Meskipun agak terlambat, dan masih dalam tingkat sub-kontraktor,
beberapa perusahaan terkenal di sini memang sudah dapat proyek
lumayan. Seperti PT Pembangunan Jaya, Bangun Cipta Sarana,
Tehnik Umum punya Eddy Kowara, Elnusa dan PT Permai Housing.
Bahkan PT Pagar Mas, punya Bambang Sidharta ikut kebagian tender
dalam proyek pembangunan hotel 16 tingkat di Mekkah, dengan 165
kamar lux. Proyek milik Pangeran Ahmad bin Abdulaziz itu
membutuhkan 200 tenaga kerja Indonesia. Ada juga permintaan
25.000 m3 marmar buatan PT Pualam per tahun. Tapi untuk
memproduksikan jumlah sebanyak itu dibutuhkan 3 mesin
berkapasitas 30 ribu m3 setahun. Tapi yang kini ada baru satu
mesin, melulu mensuplai kebutuhan di dalam negeri.
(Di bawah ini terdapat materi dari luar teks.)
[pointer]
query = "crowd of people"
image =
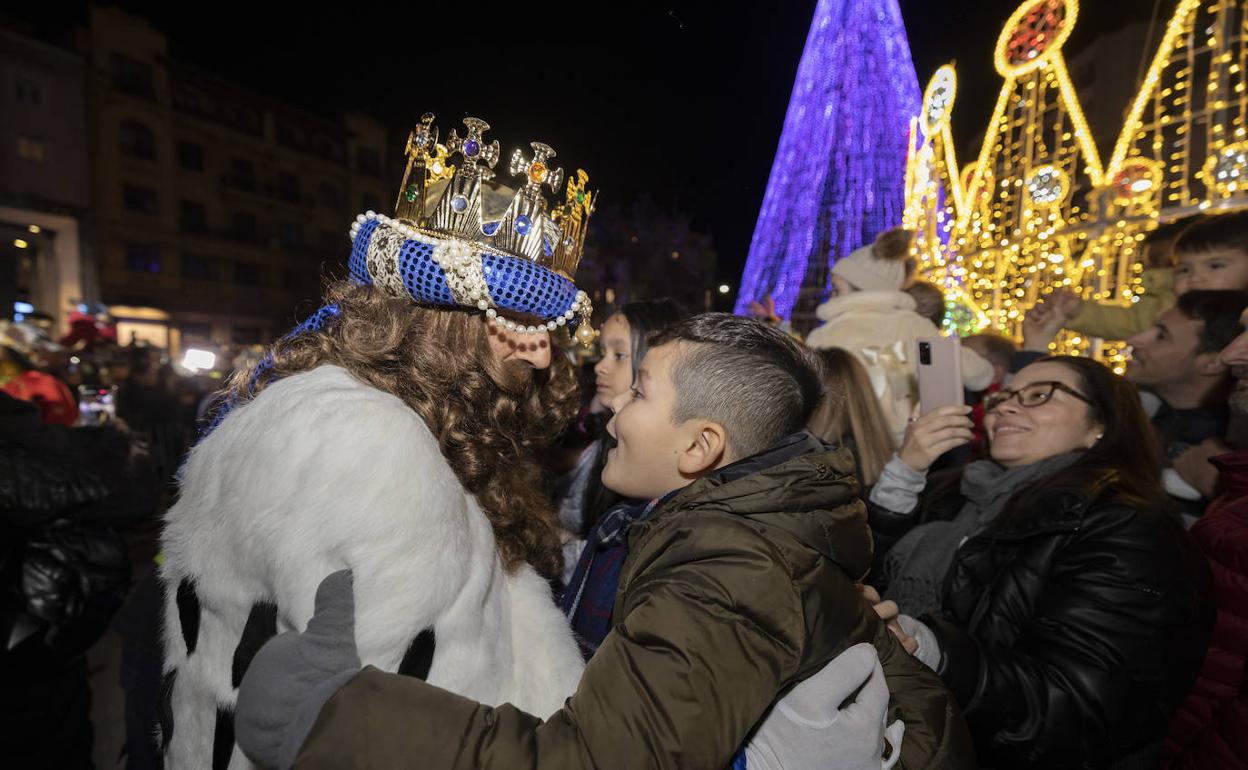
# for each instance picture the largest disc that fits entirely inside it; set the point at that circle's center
(412, 531)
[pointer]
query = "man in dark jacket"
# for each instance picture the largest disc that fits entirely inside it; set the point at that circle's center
(63, 492)
(736, 585)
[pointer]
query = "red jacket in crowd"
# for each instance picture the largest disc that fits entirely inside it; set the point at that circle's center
(1211, 729)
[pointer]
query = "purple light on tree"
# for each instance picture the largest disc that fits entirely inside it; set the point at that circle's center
(839, 174)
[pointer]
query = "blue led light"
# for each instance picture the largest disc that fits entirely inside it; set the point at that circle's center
(839, 174)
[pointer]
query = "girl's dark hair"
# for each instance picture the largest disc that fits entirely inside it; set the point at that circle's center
(491, 417)
(645, 320)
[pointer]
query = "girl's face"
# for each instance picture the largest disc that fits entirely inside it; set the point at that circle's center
(614, 371)
(841, 287)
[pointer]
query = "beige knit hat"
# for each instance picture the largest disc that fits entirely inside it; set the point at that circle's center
(882, 266)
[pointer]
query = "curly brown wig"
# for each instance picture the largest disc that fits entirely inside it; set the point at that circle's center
(489, 416)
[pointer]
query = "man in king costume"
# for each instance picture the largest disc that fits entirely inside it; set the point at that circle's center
(392, 434)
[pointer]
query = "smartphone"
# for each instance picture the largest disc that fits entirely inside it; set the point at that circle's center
(96, 406)
(940, 373)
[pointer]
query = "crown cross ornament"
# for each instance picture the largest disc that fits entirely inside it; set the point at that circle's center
(424, 157)
(537, 171)
(473, 146)
(462, 238)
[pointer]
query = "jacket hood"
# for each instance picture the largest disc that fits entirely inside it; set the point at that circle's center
(799, 486)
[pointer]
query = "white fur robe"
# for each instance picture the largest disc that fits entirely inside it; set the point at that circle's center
(321, 473)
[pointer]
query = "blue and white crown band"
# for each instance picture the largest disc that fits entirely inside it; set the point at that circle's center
(431, 270)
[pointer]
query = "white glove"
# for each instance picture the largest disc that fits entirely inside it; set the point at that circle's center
(809, 729)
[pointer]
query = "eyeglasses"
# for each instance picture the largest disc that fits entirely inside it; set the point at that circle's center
(1031, 396)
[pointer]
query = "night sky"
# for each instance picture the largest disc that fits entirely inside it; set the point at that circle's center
(680, 100)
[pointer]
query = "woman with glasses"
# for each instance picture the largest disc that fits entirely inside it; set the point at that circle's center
(1048, 585)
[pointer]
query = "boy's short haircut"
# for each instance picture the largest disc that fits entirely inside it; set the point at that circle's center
(744, 375)
(997, 348)
(1216, 233)
(1171, 231)
(1219, 311)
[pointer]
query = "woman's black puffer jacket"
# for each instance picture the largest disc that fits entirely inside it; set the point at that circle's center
(1072, 627)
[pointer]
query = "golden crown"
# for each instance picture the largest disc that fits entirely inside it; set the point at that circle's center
(464, 201)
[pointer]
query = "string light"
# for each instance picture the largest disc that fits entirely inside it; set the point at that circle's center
(838, 175)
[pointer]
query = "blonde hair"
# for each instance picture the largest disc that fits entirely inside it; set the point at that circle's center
(851, 408)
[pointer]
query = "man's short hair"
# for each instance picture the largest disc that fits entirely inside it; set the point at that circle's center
(929, 301)
(997, 348)
(1219, 311)
(1216, 233)
(744, 375)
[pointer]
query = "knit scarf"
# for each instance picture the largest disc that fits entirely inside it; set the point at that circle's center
(917, 564)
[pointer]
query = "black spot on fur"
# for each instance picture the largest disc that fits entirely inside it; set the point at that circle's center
(419, 655)
(222, 740)
(261, 627)
(165, 710)
(189, 613)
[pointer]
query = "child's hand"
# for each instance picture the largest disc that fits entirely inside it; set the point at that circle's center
(1193, 466)
(889, 613)
(1067, 302)
(935, 433)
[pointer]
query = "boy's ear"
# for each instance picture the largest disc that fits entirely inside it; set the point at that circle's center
(706, 449)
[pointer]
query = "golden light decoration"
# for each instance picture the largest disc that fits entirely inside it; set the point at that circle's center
(939, 99)
(1047, 186)
(1037, 209)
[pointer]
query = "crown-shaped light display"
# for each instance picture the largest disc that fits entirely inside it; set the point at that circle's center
(451, 191)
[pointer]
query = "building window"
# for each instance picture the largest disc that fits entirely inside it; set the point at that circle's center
(199, 267)
(142, 257)
(246, 335)
(287, 186)
(291, 235)
(132, 76)
(368, 161)
(200, 332)
(192, 217)
(245, 227)
(30, 149)
(139, 199)
(137, 140)
(28, 90)
(331, 197)
(242, 175)
(246, 273)
(190, 156)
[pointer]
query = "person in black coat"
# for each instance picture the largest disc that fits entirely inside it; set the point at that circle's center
(64, 496)
(1051, 587)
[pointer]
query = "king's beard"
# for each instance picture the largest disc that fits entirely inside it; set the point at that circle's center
(1238, 399)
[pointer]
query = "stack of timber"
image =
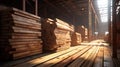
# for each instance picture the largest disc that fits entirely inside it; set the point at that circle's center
(20, 34)
(56, 35)
(76, 39)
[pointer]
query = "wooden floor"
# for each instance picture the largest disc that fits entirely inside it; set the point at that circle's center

Menurut Eddy Kowara, Ketua AKI, secara resmi 3 kontraktor
Indonesia baru masuk di Arab Saudi pada 1977 dengan nilai
pekerjaan hanya US$ 15 juta. Tapi kini yang beroperasi di sana
sudah 14 perusahaan dengan kontrak seluruhnya US$ 160 juta.
Adapun tenaga kerja Indonesia di sana semuanya baru 4.000 orang
(Korea Selatan sudah 80.000 orang).
AKI berharap tahun depan bisa mencapai nilai kontrak $ 300 juta.
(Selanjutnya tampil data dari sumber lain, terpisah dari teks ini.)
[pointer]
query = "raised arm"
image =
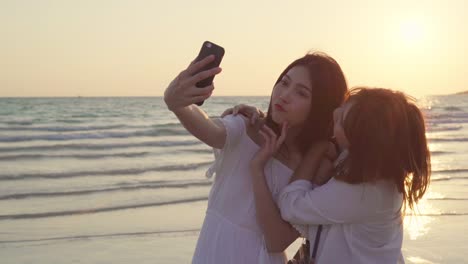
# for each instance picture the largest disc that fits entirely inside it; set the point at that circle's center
(182, 94)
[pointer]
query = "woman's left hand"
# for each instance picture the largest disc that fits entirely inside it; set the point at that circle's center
(270, 146)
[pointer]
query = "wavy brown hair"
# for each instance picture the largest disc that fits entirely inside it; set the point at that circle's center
(329, 89)
(387, 137)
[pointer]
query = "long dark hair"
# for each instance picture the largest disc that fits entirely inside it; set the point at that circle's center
(387, 137)
(329, 89)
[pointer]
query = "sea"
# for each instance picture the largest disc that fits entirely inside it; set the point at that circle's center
(119, 180)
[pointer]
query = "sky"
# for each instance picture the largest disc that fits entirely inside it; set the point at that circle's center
(135, 48)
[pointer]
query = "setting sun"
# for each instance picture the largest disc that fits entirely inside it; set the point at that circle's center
(412, 32)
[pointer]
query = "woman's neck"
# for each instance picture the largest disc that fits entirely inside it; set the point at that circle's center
(290, 143)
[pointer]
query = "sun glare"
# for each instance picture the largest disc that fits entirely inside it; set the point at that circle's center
(412, 32)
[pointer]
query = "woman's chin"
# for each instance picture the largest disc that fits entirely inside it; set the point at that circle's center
(278, 118)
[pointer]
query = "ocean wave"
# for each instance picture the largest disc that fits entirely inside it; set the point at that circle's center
(77, 146)
(51, 128)
(443, 128)
(183, 232)
(449, 178)
(97, 156)
(146, 185)
(74, 156)
(22, 123)
(99, 135)
(98, 210)
(448, 199)
(131, 171)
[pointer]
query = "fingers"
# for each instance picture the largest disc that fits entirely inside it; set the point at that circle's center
(191, 81)
(195, 91)
(254, 118)
(227, 112)
(196, 66)
(199, 98)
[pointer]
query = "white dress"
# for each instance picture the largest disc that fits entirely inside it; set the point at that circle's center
(362, 222)
(230, 232)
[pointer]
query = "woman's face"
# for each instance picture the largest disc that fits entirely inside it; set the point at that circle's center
(291, 98)
(339, 116)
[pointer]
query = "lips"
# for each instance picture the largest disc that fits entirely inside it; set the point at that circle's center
(279, 108)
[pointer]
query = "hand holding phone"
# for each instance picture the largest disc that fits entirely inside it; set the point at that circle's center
(209, 48)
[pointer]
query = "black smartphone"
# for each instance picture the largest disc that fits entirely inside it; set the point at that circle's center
(209, 48)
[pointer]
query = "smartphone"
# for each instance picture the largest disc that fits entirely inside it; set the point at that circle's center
(209, 48)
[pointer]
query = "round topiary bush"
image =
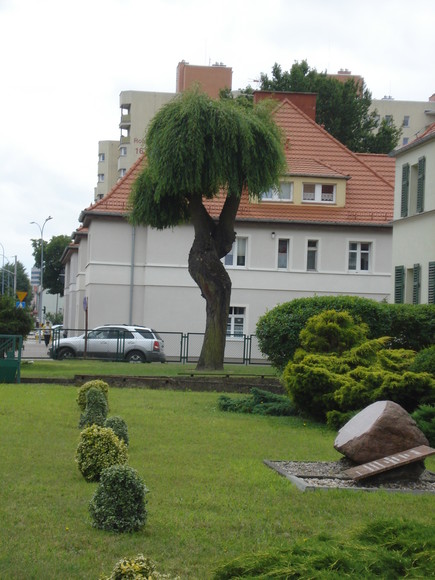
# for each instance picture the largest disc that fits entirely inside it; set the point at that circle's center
(119, 426)
(98, 449)
(118, 504)
(96, 409)
(96, 384)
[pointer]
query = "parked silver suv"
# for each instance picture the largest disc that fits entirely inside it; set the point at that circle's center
(113, 341)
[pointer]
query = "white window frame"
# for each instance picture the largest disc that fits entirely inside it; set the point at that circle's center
(319, 193)
(279, 254)
(359, 252)
(236, 316)
(238, 250)
(283, 194)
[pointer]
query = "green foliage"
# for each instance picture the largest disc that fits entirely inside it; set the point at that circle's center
(319, 384)
(14, 320)
(96, 409)
(424, 416)
(118, 504)
(332, 331)
(410, 326)
(424, 361)
(119, 426)
(135, 569)
(342, 108)
(98, 449)
(197, 146)
(53, 268)
(382, 549)
(259, 403)
(96, 384)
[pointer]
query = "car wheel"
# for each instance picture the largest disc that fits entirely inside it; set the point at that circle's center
(66, 353)
(135, 356)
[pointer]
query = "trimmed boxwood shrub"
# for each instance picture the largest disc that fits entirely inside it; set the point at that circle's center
(98, 449)
(118, 504)
(119, 426)
(96, 409)
(410, 326)
(96, 384)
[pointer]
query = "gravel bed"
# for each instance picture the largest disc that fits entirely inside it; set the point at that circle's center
(312, 475)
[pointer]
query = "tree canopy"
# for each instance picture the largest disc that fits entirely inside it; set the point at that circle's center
(343, 109)
(197, 147)
(53, 269)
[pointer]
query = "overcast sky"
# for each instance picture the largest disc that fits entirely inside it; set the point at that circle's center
(63, 65)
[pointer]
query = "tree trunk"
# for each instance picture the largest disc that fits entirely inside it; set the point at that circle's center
(212, 242)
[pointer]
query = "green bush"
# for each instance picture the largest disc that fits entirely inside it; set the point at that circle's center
(136, 568)
(98, 449)
(118, 504)
(332, 331)
(382, 549)
(96, 409)
(424, 361)
(424, 416)
(259, 403)
(119, 426)
(411, 326)
(96, 384)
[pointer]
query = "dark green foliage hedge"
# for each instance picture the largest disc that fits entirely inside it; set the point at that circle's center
(119, 426)
(96, 409)
(118, 504)
(424, 416)
(382, 549)
(410, 326)
(259, 403)
(320, 384)
(98, 449)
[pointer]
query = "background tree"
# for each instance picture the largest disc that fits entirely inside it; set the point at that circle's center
(53, 269)
(197, 147)
(342, 108)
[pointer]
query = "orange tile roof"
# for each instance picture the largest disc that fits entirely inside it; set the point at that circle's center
(310, 150)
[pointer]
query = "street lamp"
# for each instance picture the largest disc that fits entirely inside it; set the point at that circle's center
(41, 229)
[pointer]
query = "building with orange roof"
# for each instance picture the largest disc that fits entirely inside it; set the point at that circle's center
(328, 230)
(414, 221)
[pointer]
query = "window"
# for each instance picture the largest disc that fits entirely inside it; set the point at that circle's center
(359, 256)
(284, 193)
(318, 193)
(283, 246)
(399, 284)
(236, 322)
(312, 246)
(236, 258)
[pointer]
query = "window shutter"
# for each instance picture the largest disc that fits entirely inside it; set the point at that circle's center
(431, 289)
(399, 284)
(420, 184)
(405, 190)
(416, 284)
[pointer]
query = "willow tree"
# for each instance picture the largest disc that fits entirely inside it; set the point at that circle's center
(197, 148)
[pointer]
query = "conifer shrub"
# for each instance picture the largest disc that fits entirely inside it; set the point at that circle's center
(137, 568)
(119, 503)
(96, 409)
(96, 384)
(424, 416)
(98, 449)
(119, 426)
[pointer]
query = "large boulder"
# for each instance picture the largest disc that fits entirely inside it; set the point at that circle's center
(383, 428)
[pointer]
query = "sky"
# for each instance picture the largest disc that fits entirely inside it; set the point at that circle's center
(64, 64)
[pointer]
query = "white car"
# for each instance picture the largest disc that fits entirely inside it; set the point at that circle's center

Sedang Korea Selatan, yang mendapat dukungan penuh
pemerintahnya, selama 1975 saja sudah mencapai nilai kontrak $
504 juta. Tapi 11 bulan kemudian jumlah itu sudah meroket
menjadi $ 2,1 milyar, naik hampir 4 kali lipat. Kini nilai
kontrak berbagai perusahaan Kor-Sel di Arab Saudi sudah mencapai
$ 7 milyar. "Mereka menguasai bahasa setempat cepat skali,"
kata Dir-Ut Kowara.
Mimpi Semilyar
Banyak yang setuju Indonesia tak bisa dibandingkan dengan
Kor-Sel. Juga dengan Taiwan yang sama gigihnya. Tapi bisakah
Indonesia mencapai $ 750 juta saja, seperti ditargetkan AKI
untuk 1982? Menurut Udaya Hadibroto, Dir-Ut Elnusa yang punya
proyek di Riyadh dan Taif, impian $ 1 milyar bukan mustahil
dicapai Indonesia, kalau saja tenaga kerja yang dikirim ke Arab
Saudi mencapai 60.000 manusia, sama banyaknya dengan jumlah
jemaah haji kita yang ke tanah suci tahun lalu.
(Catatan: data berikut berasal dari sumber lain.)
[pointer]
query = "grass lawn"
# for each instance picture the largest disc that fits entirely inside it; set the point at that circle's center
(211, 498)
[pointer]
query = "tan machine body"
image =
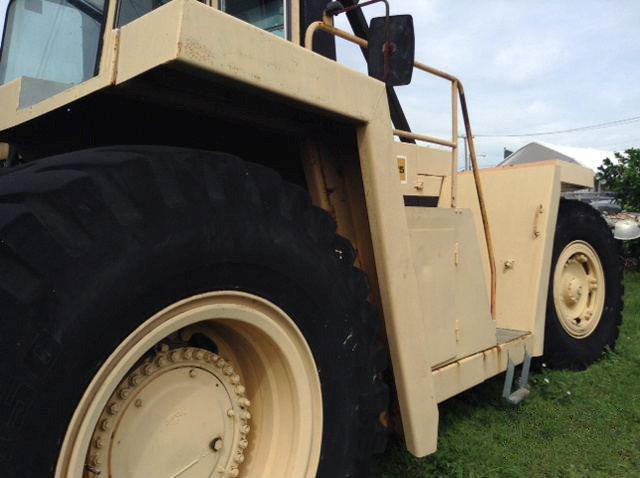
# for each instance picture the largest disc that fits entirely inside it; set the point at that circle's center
(428, 261)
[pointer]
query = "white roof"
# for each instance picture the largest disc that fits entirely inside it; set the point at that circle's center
(588, 157)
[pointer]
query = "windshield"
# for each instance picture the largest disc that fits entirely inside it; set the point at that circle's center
(56, 41)
(266, 14)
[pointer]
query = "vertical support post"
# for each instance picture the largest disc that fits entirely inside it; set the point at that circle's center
(454, 140)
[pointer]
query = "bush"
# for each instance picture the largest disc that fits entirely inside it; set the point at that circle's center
(623, 178)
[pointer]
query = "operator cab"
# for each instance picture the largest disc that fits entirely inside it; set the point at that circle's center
(55, 44)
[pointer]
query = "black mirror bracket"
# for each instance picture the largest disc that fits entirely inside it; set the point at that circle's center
(336, 8)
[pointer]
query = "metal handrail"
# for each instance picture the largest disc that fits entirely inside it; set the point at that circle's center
(457, 92)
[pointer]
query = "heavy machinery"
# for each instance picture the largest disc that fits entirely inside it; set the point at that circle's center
(223, 303)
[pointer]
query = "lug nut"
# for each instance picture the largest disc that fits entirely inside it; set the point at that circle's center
(216, 444)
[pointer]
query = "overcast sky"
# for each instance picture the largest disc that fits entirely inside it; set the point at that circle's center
(526, 67)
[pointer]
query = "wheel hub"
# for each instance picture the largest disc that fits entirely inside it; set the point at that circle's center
(579, 289)
(182, 413)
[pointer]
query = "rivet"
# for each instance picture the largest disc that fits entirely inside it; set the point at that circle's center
(216, 444)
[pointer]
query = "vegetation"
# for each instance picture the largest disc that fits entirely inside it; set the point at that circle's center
(572, 424)
(623, 178)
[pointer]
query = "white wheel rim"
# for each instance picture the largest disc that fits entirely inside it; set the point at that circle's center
(273, 362)
(579, 289)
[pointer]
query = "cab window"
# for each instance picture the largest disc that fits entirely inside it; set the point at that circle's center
(53, 41)
(266, 14)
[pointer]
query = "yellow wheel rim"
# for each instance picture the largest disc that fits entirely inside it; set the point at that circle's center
(164, 408)
(579, 289)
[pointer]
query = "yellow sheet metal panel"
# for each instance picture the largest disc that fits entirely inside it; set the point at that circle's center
(459, 376)
(452, 285)
(398, 285)
(11, 113)
(191, 33)
(523, 205)
(425, 169)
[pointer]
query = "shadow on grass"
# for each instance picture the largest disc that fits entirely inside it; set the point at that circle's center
(574, 424)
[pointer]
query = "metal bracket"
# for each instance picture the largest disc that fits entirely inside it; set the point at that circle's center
(515, 398)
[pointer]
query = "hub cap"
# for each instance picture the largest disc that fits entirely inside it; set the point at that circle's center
(164, 405)
(185, 392)
(579, 289)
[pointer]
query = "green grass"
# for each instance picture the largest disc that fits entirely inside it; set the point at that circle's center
(572, 425)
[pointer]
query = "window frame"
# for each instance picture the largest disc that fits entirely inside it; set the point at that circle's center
(75, 4)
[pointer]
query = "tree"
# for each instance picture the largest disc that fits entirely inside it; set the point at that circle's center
(623, 178)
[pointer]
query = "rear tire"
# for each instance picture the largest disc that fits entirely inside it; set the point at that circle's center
(94, 243)
(585, 301)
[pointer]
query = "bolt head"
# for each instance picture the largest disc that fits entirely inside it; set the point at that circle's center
(216, 444)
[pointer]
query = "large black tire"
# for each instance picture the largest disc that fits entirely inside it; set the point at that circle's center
(578, 221)
(93, 243)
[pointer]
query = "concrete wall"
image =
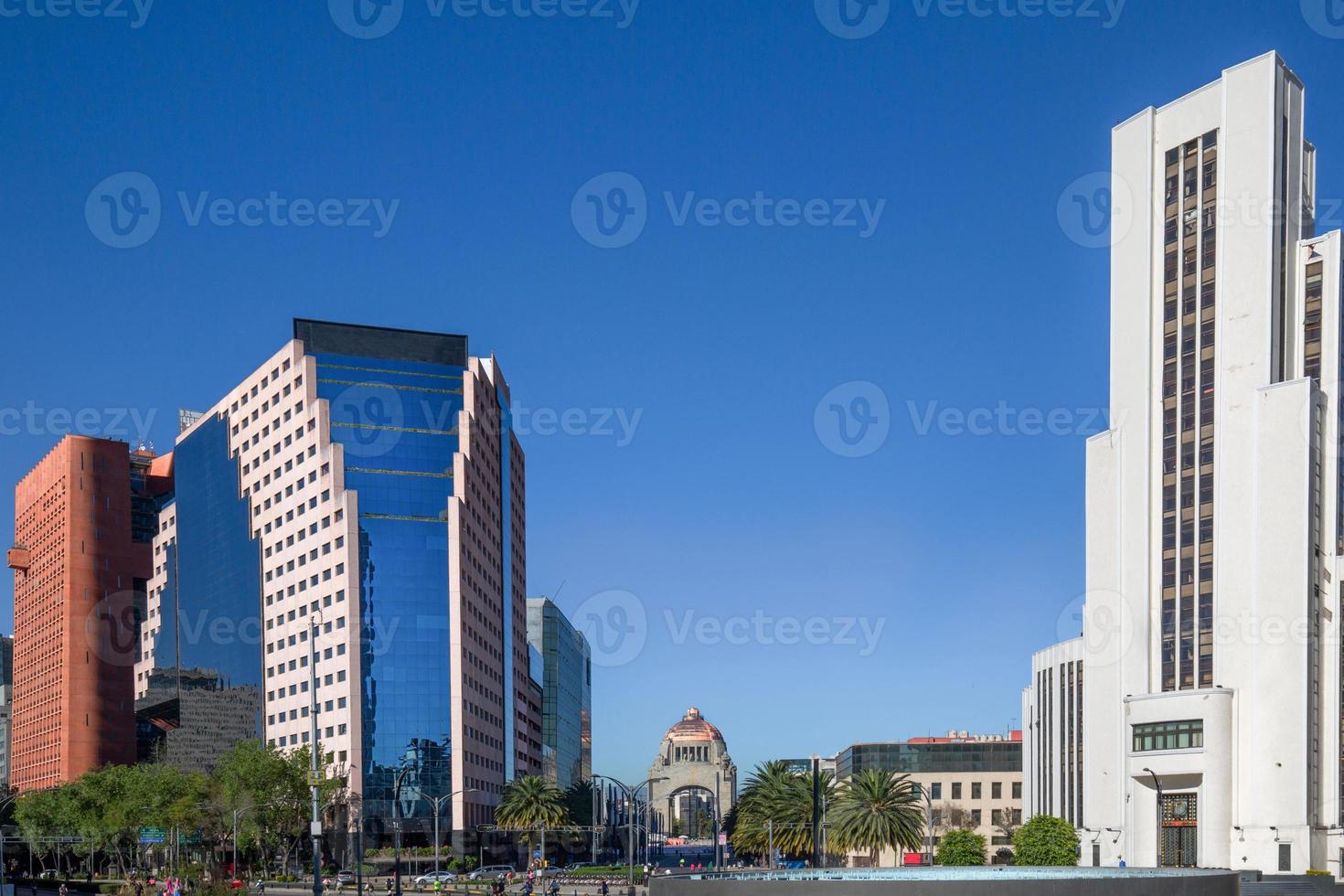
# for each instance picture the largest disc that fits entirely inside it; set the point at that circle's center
(986, 881)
Dir-Ut Udaya beranggapan kampanye meningkatkan kegiatan ekspor
ke Timur Tengah -- yang berdasarkan SK Presiden dipimpin Tim
Kegiatan Ekspor ke Timur Tengah -- belum jelas benar tujuannya.
Sasaran tim tersebut adalah menggaet US$ 1 milyar dalam 5 tahun,
sejak berdirinya pada Juli 1977.
Tapi Udaya tampaknya skeptis sasaran itu bisa tercapai, karena
"belum didukung penuh oleh pemerintah sendiri secara bulat,
seperti jelas dari pernyataan Gubernur Bank Indonesia dan
Menteri Perdagangan sendiri yang mengatakan bahwa usaha ini
masih dianggap 'eksperimen'. Dalam bisnis tak ada eksperimen,
yang ada adalah promosi . . . yaitu usaha meyakinkan untuk
memperoleh kontrak dan melaksanakannya dengan memuaskan
langganan . . . "
Banyak hal dikemukakan Udaya Hadibroto dalam tulisannya di
majalah Prisma bulan ini. Kalau sasaran $ 1 milyar itu ingin
tercapai, maka "otomatis pemerintah kita harus menyediakan
fasilitas bank minimal $ 350 juta: $ 50 juta berupa performance
bond guarantee, $ 200 juta berupa ad vance payment bond
guarantee, $ 100 juta cash sebagai penambah modal kerja."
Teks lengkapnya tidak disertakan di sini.